The established condition is treated by laser iridotomy and, when successful, there is immediate deepening of the peripheral anterior chamber. Laser iridotomies, however, are small and may become occluded with fibrin or vitreous gel. A surgical iridectomy can therefore be required or, sometimes, a vitrectomy is necessary performed to re-establish aqueous flow. Eyes containing silicone oil should have a surgical iridectomy performed inferiorly as the oil floats up to occlude a superior iridotomy. Pseudophakic pupil block can occur in eyes with an anterior chamber lens without iridectomy or if an iridotomy is nonfunctioning from blockage by vitreous or capsular remnants. A rigid anterior chamber lens may maintain axial anterior chamber depth with iris ballooning around the edges of the lens making the periphery of the anterior chamber more shallow and occluding the angle.
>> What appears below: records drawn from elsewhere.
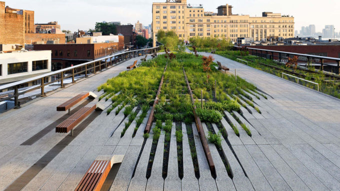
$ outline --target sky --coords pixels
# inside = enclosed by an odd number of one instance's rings
[[[166,0],[0,0],[14,8],[34,11],[34,23],[58,21],[62,30],[72,32],[94,28],[96,22],[120,21],[134,25],[137,20],[144,25],[152,21],[152,3]],[[293,15],[295,30],[315,24],[316,32],[325,25],[333,24],[340,31],[339,0],[187,0],[188,3],[202,4],[205,11],[217,12],[219,5],[233,6],[233,14],[258,16],[270,11]],[[332,8],[334,7],[334,8]]]

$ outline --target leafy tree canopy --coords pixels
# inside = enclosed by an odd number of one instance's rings
[[[136,41],[137,43],[137,46],[144,46],[148,42],[148,40],[140,35],[137,35],[136,36]]]

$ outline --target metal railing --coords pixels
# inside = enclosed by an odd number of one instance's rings
[[[4,91],[8,92],[6,94],[2,94],[0,95],[0,102],[14,98],[14,108],[20,108],[20,105],[18,100],[19,96],[21,95],[40,89],[41,90],[40,96],[44,96],[46,95],[44,88],[47,85],[57,82],[58,84],[59,82],[60,82],[60,87],[63,88],[65,87],[64,85],[64,80],[66,79],[72,78],[72,83],[76,83],[74,77],[76,77],[77,75],[82,74],[84,75],[84,77],[86,78],[91,74],[95,74],[97,72],[101,71],[103,69],[112,67],[114,65],[118,64],[124,60],[134,57],[136,55],[138,56],[140,54],[143,55],[146,54],[153,53],[159,49],[160,47],[156,46],[150,48],[131,50],[118,54],[114,54],[74,66],[0,86],[0,92]],[[52,77],[54,77],[54,80],[52,80]],[[48,82],[45,82],[48,81],[48,78],[50,78],[51,80]],[[20,88],[27,84],[30,84],[30,83],[34,83],[35,87],[32,88],[24,89],[22,91],[19,90]],[[36,85],[39,84],[40,85],[36,86]]]
[[[324,65],[328,66],[330,67],[334,67],[338,68],[336,72],[338,74],[340,73],[340,58],[334,58],[332,57],[326,57],[326,56],[316,56],[314,55],[306,54],[300,54],[298,53],[294,52],[284,52],[281,51],[272,50],[270,49],[260,49],[260,48],[250,48],[246,46],[234,46],[234,48],[236,49],[240,49],[242,48],[245,48],[246,49],[250,54],[252,55],[256,55],[256,56],[260,56],[261,57],[264,57],[266,59],[268,59],[268,57],[270,57],[270,59],[272,60],[274,59],[274,57],[276,57],[280,62],[284,59],[285,57],[290,57],[290,55],[296,56],[298,58],[306,58],[306,60],[298,59],[298,60],[300,61],[306,62],[307,63],[310,63],[313,59],[314,60],[319,60],[320,62],[315,61],[314,63],[316,64],[320,64],[320,70],[324,70]],[[285,55],[286,56],[282,56],[282,55]],[[330,60],[334,61],[336,63],[336,65],[334,66],[332,64],[326,63],[324,63],[325,60]]]
[[[296,78],[296,79],[298,79],[298,80],[301,80],[304,81],[306,81],[306,82],[309,82],[309,83],[312,83],[312,84],[314,84],[317,85],[318,85],[318,91],[319,91],[319,84],[318,84],[318,83],[316,83],[316,82],[312,82],[312,81],[309,81],[309,80],[305,80],[304,79],[300,78],[298,78],[298,77],[294,76],[292,76],[292,75],[287,74],[284,73],[282,73],[282,79],[284,79],[284,75],[286,75],[286,76],[290,76],[290,77],[294,77],[294,78]]]

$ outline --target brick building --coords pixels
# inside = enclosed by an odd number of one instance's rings
[[[126,45],[131,45],[136,46],[136,36],[137,34],[133,31],[134,25],[128,24],[117,26],[117,33],[122,34],[124,36],[124,44]]]
[[[46,26],[55,26],[60,30],[58,22],[50,22]],[[5,7],[0,1],[0,44],[65,43],[65,34],[36,33],[34,11]],[[4,27],[2,26],[4,26]],[[56,33],[56,32],[54,32]],[[60,32],[61,33],[61,32]]]
[[[25,33],[34,33],[34,11],[5,7],[0,1],[0,44],[24,44]]]

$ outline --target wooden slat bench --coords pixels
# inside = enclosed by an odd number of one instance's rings
[[[134,62],[134,64],[130,65],[130,66],[126,67],[126,68],[130,70],[132,68],[136,68],[136,63],[137,63],[137,60],[135,60]]]
[[[92,98],[96,98],[97,96],[92,92],[80,93],[76,96],[70,99],[68,101],[60,105],[60,106],[58,106],[56,107],[56,111],[66,111],[68,110],[68,114],[70,114],[70,109],[71,107],[88,97],[90,97]]]
[[[148,55],[146,55],[145,57],[141,59],[140,60],[142,60],[142,61],[146,61],[146,56],[148,56]]]
[[[224,71],[224,73],[226,73],[226,71],[229,71],[229,68],[224,66],[222,66],[222,64],[221,64],[221,63],[219,61],[217,61],[217,64],[218,65],[218,70],[223,70]]]
[[[124,158],[124,155],[98,156],[90,167],[74,191],[100,191],[112,165],[122,163]]]
[[[80,121],[94,111],[96,108],[97,105],[94,103],[90,103],[86,105],[58,125],[56,127],[56,133],[68,133],[70,131],[72,130],[73,128]],[[71,136],[73,136],[72,133],[73,131],[72,131]]]

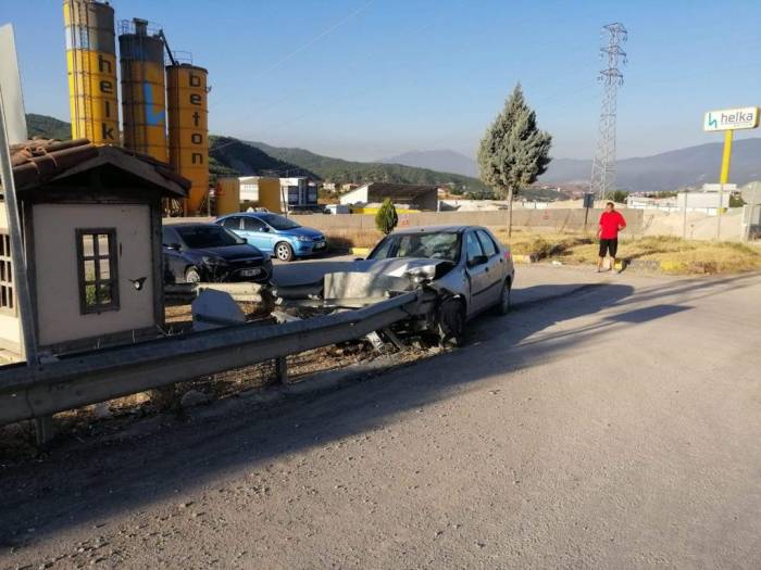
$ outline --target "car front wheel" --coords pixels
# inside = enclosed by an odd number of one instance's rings
[[[465,343],[465,304],[458,297],[445,299],[438,314],[438,337],[442,346]]]
[[[294,248],[282,241],[275,245],[275,256],[282,262],[289,262],[294,258]]]
[[[499,302],[497,303],[497,314],[499,315],[507,315],[510,313],[510,308],[512,307],[512,300],[511,300],[511,291],[512,291],[512,284],[510,283],[510,279],[504,281],[504,284],[502,286],[502,291],[499,294]]]
[[[188,267],[185,270],[185,282],[186,283],[200,283],[201,274],[198,271],[197,267]]]

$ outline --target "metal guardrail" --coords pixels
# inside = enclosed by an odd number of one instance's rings
[[[240,325],[0,368],[0,426],[361,338],[419,312],[416,292],[283,325]]]

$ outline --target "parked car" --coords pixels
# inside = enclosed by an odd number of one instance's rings
[[[216,224],[283,262],[327,250],[327,241],[322,231],[305,228],[292,219],[271,212],[230,214],[219,218]]]
[[[402,259],[403,267],[397,263]],[[438,332],[453,344],[462,343],[466,321],[477,314],[489,308],[502,315],[510,311],[515,279],[510,249],[486,228],[446,226],[394,231],[375,245],[367,262],[373,263],[360,262],[357,268],[387,275],[404,271],[438,291]]]
[[[164,271],[170,282],[267,282],[272,259],[215,224],[173,224],[163,228]]]

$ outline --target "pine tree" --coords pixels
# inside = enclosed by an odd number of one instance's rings
[[[517,84],[478,147],[481,179],[508,199],[508,237],[512,236],[513,197],[547,170],[551,144],[552,136],[538,129],[536,113]]]
[[[394,228],[399,224],[399,216],[397,215],[397,208],[391,202],[390,198],[387,198],[380,204],[377,214],[375,214],[375,227],[378,228],[384,236],[388,236]]]

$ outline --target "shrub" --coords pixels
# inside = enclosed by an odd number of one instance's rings
[[[397,215],[397,208],[394,206],[390,198],[387,198],[380,204],[378,213],[375,214],[375,227],[378,228],[383,235],[388,236],[394,228],[399,224],[399,216]]]

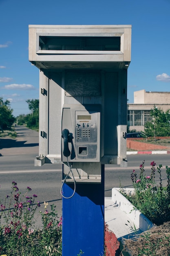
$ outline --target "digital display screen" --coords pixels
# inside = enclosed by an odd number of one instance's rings
[[[91,120],[91,115],[78,115],[77,120]]]

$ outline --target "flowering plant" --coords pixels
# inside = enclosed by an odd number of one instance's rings
[[[163,187],[161,178],[162,164],[157,168],[159,176],[159,183],[155,180],[156,165],[154,161],[150,163],[151,173],[146,175],[144,160],[139,166],[139,177],[135,170],[131,179],[135,189],[133,194],[128,195],[122,189],[121,193],[142,213],[153,223],[161,225],[170,221],[170,168],[166,167],[168,180],[167,185]]]
[[[44,211],[40,212],[43,228],[36,229],[35,213],[41,205],[37,195],[30,195],[31,190],[28,186],[22,195],[13,181],[10,195],[0,199],[0,255],[60,256],[62,219],[55,206],[50,211],[44,202]]]

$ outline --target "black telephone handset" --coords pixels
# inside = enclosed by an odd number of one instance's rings
[[[67,157],[70,155],[71,153],[68,148],[68,142],[71,142],[72,146],[71,158],[71,159],[74,159],[75,158],[75,155],[73,143],[73,133],[70,133],[67,129],[64,129],[62,132],[62,138],[64,139],[64,155]]]
[[[68,148],[68,135],[70,132],[67,129],[64,129],[62,132],[62,138],[64,139],[63,155],[68,157],[70,155],[71,152]]]

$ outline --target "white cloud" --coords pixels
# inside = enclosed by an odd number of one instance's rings
[[[10,77],[0,77],[0,83],[10,82],[12,79],[12,78],[10,78]]]
[[[10,101],[10,102],[11,102],[13,101],[12,99],[9,98],[9,99],[7,99],[8,100],[8,101]]]
[[[17,83],[12,83],[11,84],[5,85],[4,89],[7,90],[35,90],[35,87],[31,84],[18,84]]]
[[[2,97],[18,97],[20,96],[20,94],[17,93],[13,93],[13,94],[2,94]]]
[[[4,45],[0,45],[0,48],[5,48],[6,47],[8,47],[8,45],[7,44]]]
[[[158,75],[156,76],[157,80],[163,82],[170,82],[170,76],[166,73],[163,73],[161,75]]]
[[[17,94],[17,93],[13,93],[11,95],[12,97],[18,97],[18,96],[20,96],[19,94]]]
[[[129,85],[128,87],[131,87],[132,88],[136,88],[136,87],[137,87],[137,85]]]
[[[0,45],[0,48],[6,48],[7,47],[8,47],[9,45],[10,45],[12,43],[11,42],[7,42],[4,45]]]

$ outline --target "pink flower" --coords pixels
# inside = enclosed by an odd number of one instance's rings
[[[156,163],[155,163],[155,162],[153,161],[150,163],[150,165],[152,165],[152,166],[155,166],[156,165]]]
[[[151,184],[151,183],[149,183],[148,184],[148,185],[146,185],[147,189],[148,189],[149,188],[152,187],[153,187],[153,185]]]
[[[32,233],[33,233],[34,230],[33,229],[31,229],[29,228],[28,229],[29,234],[29,235],[31,235]]]

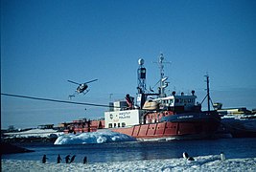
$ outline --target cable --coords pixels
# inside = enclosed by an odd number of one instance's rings
[[[104,105],[104,104],[65,101],[65,100],[59,100],[59,99],[42,98],[42,97],[27,97],[27,96],[21,96],[21,95],[5,94],[5,93],[1,93],[1,95],[2,96],[6,96],[6,97],[20,97],[20,98],[28,98],[28,99],[36,99],[36,100],[42,100],[42,101],[52,101],[52,102],[58,102],[58,103],[79,104],[79,105],[98,106],[98,107],[112,107],[112,106]]]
Fig. 8.3 In this patient there is pupil block from posterior synechiae to the vitreous face in an aphakic eye. The slit-lamp image shows peripheral shallowing of the anterior chamber. The extent to which the gel prolapses into the anterior chamber determines the central depth.

Fig. 8.4 Anterior chamber intraocular lens implantation without peripheral iridectomy is likely to cause pupil block. In this case the iris can be seen bulging forwards around the implant. Although the angle can often be reopened by a laser iridotomy this readily reoccludes with vitreous and so does not reliably prevent recurrence. Surgical iridectomy is definitive but difficult to achieve through a corneal phacoemulsification wound unless it is placed temporally. Temporal iridectomies may cause glare or monocular diplopia, however, and so surgical entry by a separate superior corneal incision is preferable.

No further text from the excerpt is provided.